November 12th, 1998.

Another night in Birkenhell.

You know the time has come to move out of your home when a large drunk man wielding a big knife comes to your door shouting something about "cutting Porky's throat". This is exactly what has just happened to me. Some large beered up scally, with an equally well-proportioned knife in hand, has just come to my apartment building and presented with several doorbells to ring he deemed it logical to ring bell 1, which happens to be mine.

Receiving visitors at gone midnight isn't something that concerns me, or at least it never used to be, but lately, I have taken to putting on my deepest and gruffest sounding voice to ask in as intimidating a fashion as I can muster, "Ooo izit?"

This policy was introduced after I was brushed aside by a bunch of 'angry young men' looking to 'have a word' with my upstairs neighbor Peter (a.k.a. Rab). This 'word' didn't contain many words at all, and those it did contain are not repeatable in polite company. It did however contain much breaking of glass and crashing bodies against walls. I'd like to say I ran upstairs and saved my neighbor from a grisly end. However, I can't claim such an honor. Instead, I ran straight back into my flat closed and then locked the door before calling for the assistance of our local 'long arms'.

A few minutes later, with a sound that resembled an angry herd of buffalo, Peter's visitors came down the stairs and made their way back to wherever it was they came from. I scurried up the stairs to administer life-saving first aid to my almost certainly dead neighbor. Instead though, as I barged through the door, I wasn't greeted by the bloody site of a gruesome murder, but instead a slightly messy flat and my neighbor, Pete, pouring himself a cup of tea!

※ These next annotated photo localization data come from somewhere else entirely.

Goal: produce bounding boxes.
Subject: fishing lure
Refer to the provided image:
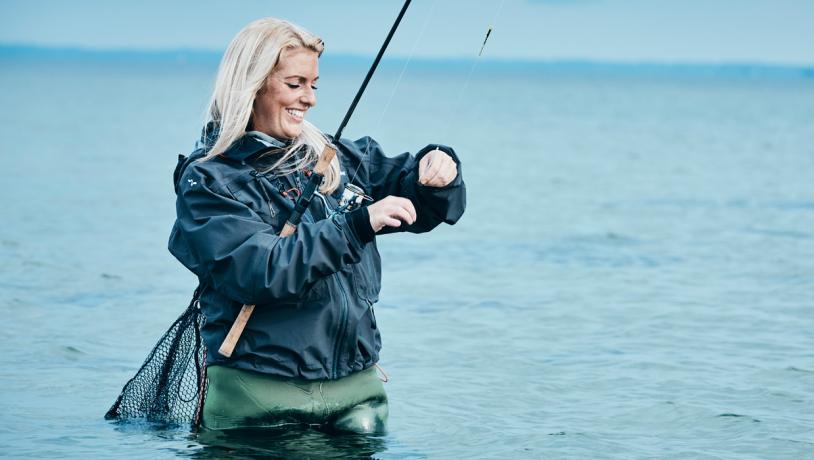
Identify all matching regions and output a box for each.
[479,26,493,56]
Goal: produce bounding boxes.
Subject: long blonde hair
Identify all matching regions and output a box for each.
[204,18,340,193]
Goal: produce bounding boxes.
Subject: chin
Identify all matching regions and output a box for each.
[284,128,303,139]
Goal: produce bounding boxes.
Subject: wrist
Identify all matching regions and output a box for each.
[346,206,375,243]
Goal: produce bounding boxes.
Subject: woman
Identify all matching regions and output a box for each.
[169,17,466,434]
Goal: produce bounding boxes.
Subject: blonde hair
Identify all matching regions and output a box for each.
[204,18,340,193]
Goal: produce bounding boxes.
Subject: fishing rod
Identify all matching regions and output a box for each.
[219,0,413,358]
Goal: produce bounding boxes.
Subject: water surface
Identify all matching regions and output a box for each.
[1,54,813,458]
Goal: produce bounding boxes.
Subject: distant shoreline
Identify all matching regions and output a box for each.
[2,44,812,79]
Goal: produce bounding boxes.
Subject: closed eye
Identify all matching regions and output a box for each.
[285,83,318,91]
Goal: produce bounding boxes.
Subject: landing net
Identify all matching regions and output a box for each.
[105,290,207,430]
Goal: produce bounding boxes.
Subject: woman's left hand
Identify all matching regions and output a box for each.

Sometime later, when the incident was almost as old as an episode of MASH, the long arm of the law sent their promised emergency assistance. A single policewoman armed with nothing more fierce than a bad hair day! I explained to her that the 'emergency' was now over and that she ought to be thankful for this because she would have stood little chance against Peter's angry drunken 'friends.' She reassured me by saying if she thought the situation was beyond her control she would have waited in the car for backup! - Great! My neighbor is in a possible fight for his life and Constable Quiver is sitting downstairs in her car waiting for moral support to arrive!

Be that as it may, tonight's incident once again warranted a call to the boys (and girls) in Blue. After little more of a minute listening to my newfound friend outside shouting something about how I should open the door before he "comes through it", I decided that I'd give Merseyside Police a chance to redeem themselves. I had already seen the oaf outside was carrying a large knife and from the noises, he made that I could understand, I felt that he was not only serious but also probably big and angry enough to make it through the door.

With the gorilla outside throwing himself at my front door with increasing force, I couldn't help but feel that intelligent people in Birkenhead should be issued with pump-action shotguns! The call to 999 seemed to be taking way too long and the noise of the would-be disgruntled drunk houseguest was getting ever louder.

However, I have to say that Birkenhead Police did themselves a big service in not only turning up quickly but also turning up in extreme force. I didn't count the number of cars that arrived outside, nor the amount of gun-carrying uniformed cop soldiers that seemed to leg it up my pathway with more speed than Ben Johnson on steroids. They banged on the door furiously shouting, "This is the Police" to which I opened the now heavily footprinted entrance.

It's a routine that I am sadly now well practiced in. Eight policemen all asking you urgent questions about your health, your name, your flat number, your neighbors, what the guy looked like, whether he was drunk, how big was the knife, etc. A few of them ran down into the park via an entrance next to my house shining flashlights into the gloom like excited cub scouts on a late-night trail.

Before I was calm, now, however, my heart was pumping blood around my body with a newfound urgency. Policemen carrying machine guns would surely make even the hardest of Birkenhead thugs just a little nervous. I answered their questions and then praised their snappy response. And this was when they gave the game away.

Just minutes earlier he had stabbed someone not far away from my house. He was known to the police as a character not to be messed with. They also reassured me that I had taken the best course of action in not opening the door to him, a handy pointer that I will try to remember the next time an angry knifeman comes knocking at my door in the dead of the night.

Most of the other policemen rushed off to continue the search apart from two who stayed to look a little closer at my door for me, to see if it was still safe. As they did this they got notified on the radio that the suspect had been apprehended in his car just down the street.

As quickly as they arrived they were gone, only shouting "At least we'll have him for drunk driving!" as they rushed down the pathway back into their patrol car. With that, I simply closed the door, came back into my flat, put the kettle on then sat down and wrote this.

The time to leave Birkenhead has well and truly come, because as if that story isn't worrying enough, what makes it more so is the fact that I wasn't at all fazed until the police turned up!